Ah, it always happens. Life is good, good, good until it is bad, bad, bad. And today was the bad, bad, bad.
Not for any particularly big reason. But for a lot of tiny, little nonsensical reasons, which I will now list:
1) A. went home yesterday after a lovely weekend
2) I am sick of walking the same way to school every day
3) I am sick of Kreuzberg/Freidrichshain/Neukolln and the constant circling I do of these places
4) I am sick of going to school every morning and writing every afternoon for Edinburgh. Things are going well and I feel like my script is getting somewhere. I’ve done a lot of other stuff done too for Edinburgh, like images and preview films and flyers and other admin-y type stuff, but all of it is now boring the pants off of me.
5) I am sick of not being able to communicate confidently with people (goddamn it, how long exactly does it take to become fluent at a language?)
6) I had many horrid dreams in which it turns out my mother had actually been alive all this time, but had just run away from the family and I had only just found this out because she had JUST DIED AGAIN (or, for the first time?) and I was informed as next of kin that she was dead, which I thought I already knew (oh, what a fun, fun, fun dream that was)
7) I am sick of cheese.
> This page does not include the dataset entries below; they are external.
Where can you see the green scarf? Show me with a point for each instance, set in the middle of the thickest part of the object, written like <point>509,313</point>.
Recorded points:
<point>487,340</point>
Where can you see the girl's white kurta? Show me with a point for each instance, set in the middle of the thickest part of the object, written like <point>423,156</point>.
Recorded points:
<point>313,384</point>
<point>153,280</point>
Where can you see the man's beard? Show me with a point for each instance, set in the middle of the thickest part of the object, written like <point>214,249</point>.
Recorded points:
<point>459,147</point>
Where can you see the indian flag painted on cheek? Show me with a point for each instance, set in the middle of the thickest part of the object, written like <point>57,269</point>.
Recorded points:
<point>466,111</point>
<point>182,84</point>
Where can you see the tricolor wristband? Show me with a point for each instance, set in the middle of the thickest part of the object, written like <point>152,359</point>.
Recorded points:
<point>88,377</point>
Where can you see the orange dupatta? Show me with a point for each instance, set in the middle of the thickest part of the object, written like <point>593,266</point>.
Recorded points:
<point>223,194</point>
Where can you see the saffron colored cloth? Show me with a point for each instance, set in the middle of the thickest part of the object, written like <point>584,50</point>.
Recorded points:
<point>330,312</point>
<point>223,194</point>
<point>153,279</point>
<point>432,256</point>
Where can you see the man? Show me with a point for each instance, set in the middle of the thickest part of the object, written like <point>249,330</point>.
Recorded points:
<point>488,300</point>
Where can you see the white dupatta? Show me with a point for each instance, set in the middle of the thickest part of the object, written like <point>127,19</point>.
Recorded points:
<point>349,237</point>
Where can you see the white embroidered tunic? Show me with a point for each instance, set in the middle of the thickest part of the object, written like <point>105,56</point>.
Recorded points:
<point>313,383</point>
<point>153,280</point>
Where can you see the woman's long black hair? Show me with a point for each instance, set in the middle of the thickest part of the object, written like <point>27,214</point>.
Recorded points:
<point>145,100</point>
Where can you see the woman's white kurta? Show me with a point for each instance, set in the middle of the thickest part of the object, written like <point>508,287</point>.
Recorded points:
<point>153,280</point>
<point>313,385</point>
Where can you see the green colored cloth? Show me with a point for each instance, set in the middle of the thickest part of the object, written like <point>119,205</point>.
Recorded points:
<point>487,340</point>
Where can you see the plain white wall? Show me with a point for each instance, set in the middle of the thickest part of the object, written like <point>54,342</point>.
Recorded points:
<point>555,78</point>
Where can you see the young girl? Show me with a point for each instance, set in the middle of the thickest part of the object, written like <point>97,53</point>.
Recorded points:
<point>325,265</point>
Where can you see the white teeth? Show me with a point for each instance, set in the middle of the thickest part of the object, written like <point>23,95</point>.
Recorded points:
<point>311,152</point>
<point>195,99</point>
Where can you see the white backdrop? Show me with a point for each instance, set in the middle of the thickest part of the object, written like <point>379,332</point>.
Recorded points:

This is a problem because pretty much every aisle in a German supermarket is a cheese aisle. Then, right at the end there is a little box of fruit & vegetables, fresh bread and meat.
8) Apparently I no longer enjoy cake. I keep buying it and eating it, hoping it will make me happy like it used to and it turns out it is JUST FOOD. JUST FOOD FULL OF NAUSEA-INDUCING SUGAR. Why didn’t anyone tell me it didn’t have magical properties?
9) I don’t know what I’m going to do for work.
10) I don’t know what I WANT to do for work.
11) I don’t know where in the world I want to live, but I’m not sure it’s here and I don’t know if it’s Australia and it might be the UK, but I’m not allowed back there.